A study commissioned by NCAA found that sports gambling is rampant on college campuses.
In a survey conducted by in April of 3527 college students between the ages of 18 and 22, 58% had bet on sports at least once during the past 12 months.
The NCAA stated that while college athletes might have participated in the survey there were not enough significant numbers to differentiate between athlete and non-athlete results.
The study’s publication comes at an important time, as college sports betting is under scrutiny following recent controversies in Alabama and Iowa.
Further findings revealed that 67% students who live on-campus actively bet, and they do so in greater volumes. 41% have betted on the team of their school.
71% of wagers lose up to $100 per day
The survey was conducted by Opinion Diagnostics and revealed that 71% had reported their largest daily losses of up to 100 dollars, while a further 16,7% recorded their largest daily losses of between $100 and $300. 5.9% of the respondents reported a maximum loss between $300 and $500, whilst a further 5.8% recorded a loss greater than $500.
The average wagering amount is between $10 and $20. 79% of bets fall between $1 and $50. Another 12.7% of bettors lost between $50 and 100 dollars, while 4.5% typically wagered more than $100.
Researchers analyzed the reasons why students bet on campus in order to find out how to address these issues. They found that 59.2% do it primarily to make money. This will cause concern amongst the RG community. 40.8% wanted to bet on the teams or athletes that they supported.
In addition, in terms of RG strategy, 36.7% agreed with the following statement: “If I were regularly to engage in sports betting, I could consistently earn a lot money.” However, 32.1% disagreed with this statement.
Students are attracted to sports betting advertisements
In recent months, sportsbook advertising and partnerships were scrutinized. This included Caesars’ relationship with MSU and LSU as well as PointsBets’ agreement with the University of Colorado.
There are many more examples of these partnerships than just the two mentioned above. They are also effective at driving sports betting on campus.
According to NCAA research, 56.3% had heard or seen sportsbook advertisements at a sportsbook or casino or on their phones. It is important to note that the percentage did drop, albeit slightly when compared with students who were under 21 years old and lived in states without legal sports betting.
The report is ambiguous as to whether the increase in ad volume or effectiveness was responsible for this rise, but it does show that those with higher education levels are more likely to remember ads.
The effectiveness of the ads is revealed by 52.8% respondents who stated that they were more likely to bet on sports after seeing ads from sportsbooks, as opposed to 19.6% of those who claimed it would make them less inclined to do so.

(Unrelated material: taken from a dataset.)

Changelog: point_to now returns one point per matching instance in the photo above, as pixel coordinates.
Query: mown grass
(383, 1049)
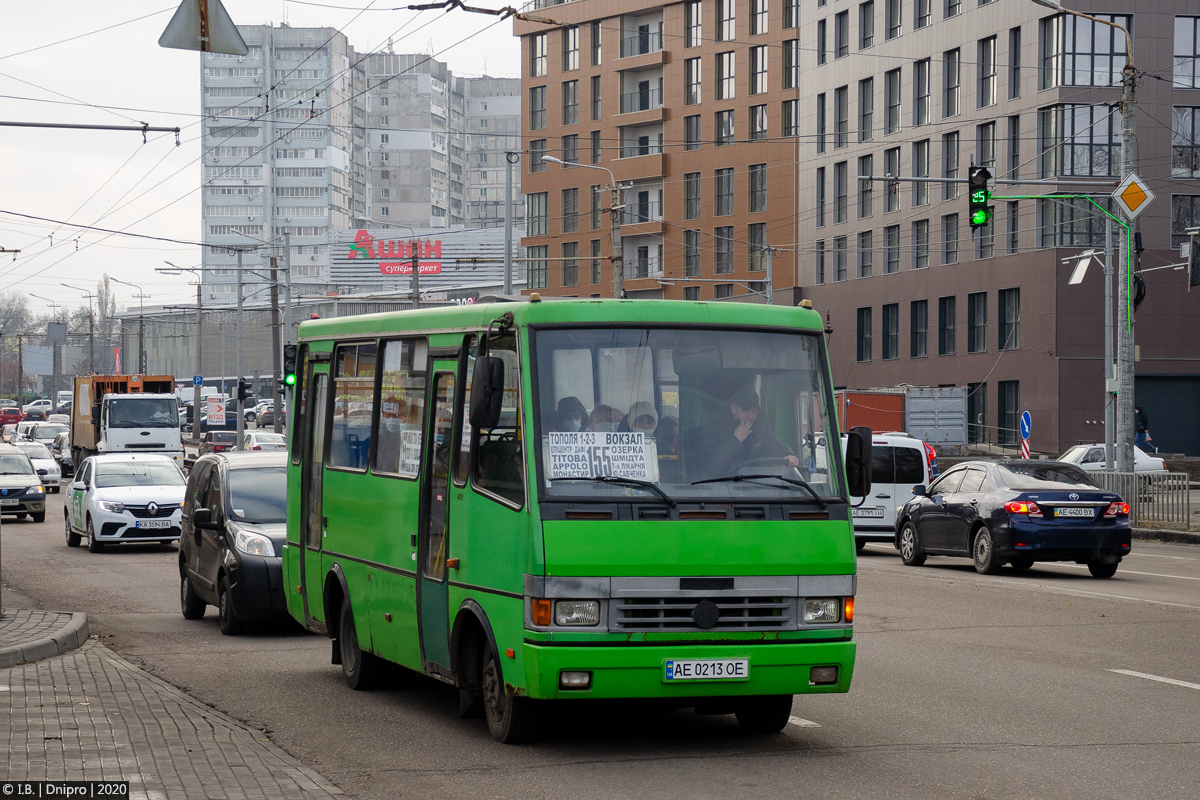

A deeper analysis shows that African Americans are more likely to be exposed than other races to gambling
The report revealed that those from minority backgrounds are more likely than others to be exposed and overrepresented to certain factors. 13,6% of respondents had a Black, African American, or Hispanic background. 51.2% were white.
An analysis of risky behaviors – defined as betting multiple times a day, losing $50 per bet or more, or losing $500 in one day – showed that Blacks or African Americans were overrepresented. 16% of 18-22 year olds engaged in at the very least one of these indicators.
6% of 18-22 year olds lost over $500, compared to 10% for the African American group.
Advertising studies show that while blacks or African Americans are exposed to ads at the same rate as other demographics they have an “outsized impact on betting likelihood”. 65% of them said they would be more likely to wager after watching an advertisement, compared with the 52.8% overall.
The report expressed concern about the betting habits of minority consumers. It stated: “There’s a worrying thread regarding Black or African American respondents attitudes towards sports betting activities.” Black or African American consumers are more likely than white respondents to bet more frequently, to wager more money and to lose more money. They are also more confident about their ability to win consistently through sports betting.
While Black or African American respondents don’t recall seeing advertisements at a greater rate than other ethnic group, they report that the ads were much more effective in increasing their likelihood to bet on sports.
The demographics of the respondents showed less difference, with 49.9% being male, 47.7% female, and 2.3% identifying as “other”. However, it is worth noting that 51% of women aged 18-22 admitted to betting and 25% said they bet at least once a month.
The NCAA President Charlie Baker commented on the study. “We needed to create a new baseline in order to better understand the experiences of student-athletes on their campuses, and with their peers. This will help us best assist them as they deal with the disruptive dynamics that legal sports betting could bring.
“Sports betting is increasing interest in college sports and other sports. This is good for fans. But the NCAA, coaches, athletics department staff, and college presidents need to better understand how sports betting can affect student-athletes.”
The NCAA will then conduct its annual national survey of student athletes’ sports betting report.